La porte s’entrouvre sur le visage épuisé d’une femme.
— Êtes-vous… Io Vangogh? demande le vendeur en consultant le reçu qu’il vient de sortir de la poche intérieure de sa veste. D’habitude, les clients utilisent des pseudonymes; peu donnent leur vrai nom.
— Je vous attendais, dit-elle en ouvrant complètement. Entrez.
Le vendeur franchit le seuil.
— Je ne savais pas que vous aviez des ailes, murmure-t-elle en refermant la porte.
— C’est un bel appartement…, dit-il en observant les lieux, encore dans l’entrée, tentant de détourner la conversation.
Mais Io Vangogh revient à la charge:
— Les ailes… Pourquoi?
— Ah, oui, les ailes. Ne vous inquiétez pas, elles ne sont pas naturelles. L’entreprise nous les fournit pour faciliter nos déplacements. Puis-je les poser quelque part?

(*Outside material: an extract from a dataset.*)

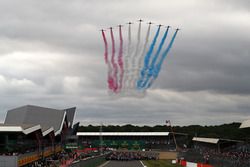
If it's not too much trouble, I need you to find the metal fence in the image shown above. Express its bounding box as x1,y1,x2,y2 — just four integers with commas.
178,149,250,167
70,155,106,167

— Oui, bien sûr, répond-elle en se décalant pour indiquer le canapé du salon. Là, sur le sofa.
Le vendeur lui sourit, retire délicatement ses ailes noires, les plie avec soin et se dirige vers le canapé. Puis il s’assoit, croise les jambes.
— Depuis combien de temps vivez-vous ici?
Io Vangogh n’a pas envie de bavarder. Elle répond à contrecœur.
— Vous devriez vous détendre, lui conseille-t-il.
— Je ne peux pas, dit-elle en arpentant la pièce. C’est pour ça que je vous ai appelé: trois nuits sans dormir. Je sombre une heure, mais les cauchemars reviennent aussitôt. Pourquoi avoir tant tardé?
Le vendeur consulte sa montre.
— Il est dix heures pile. Je suis arrivé à l’heure convenue, ni une minute en avance ni en retard. La ponctualité est notre plus grande vertu. Calmez-vous, sinon l’opération sera inutile. Pourriez-vous me donner à boire?
Io tente de s’asseoir, mais la requête l’en empêche. Elle gagne la cuisine en trois enjambées.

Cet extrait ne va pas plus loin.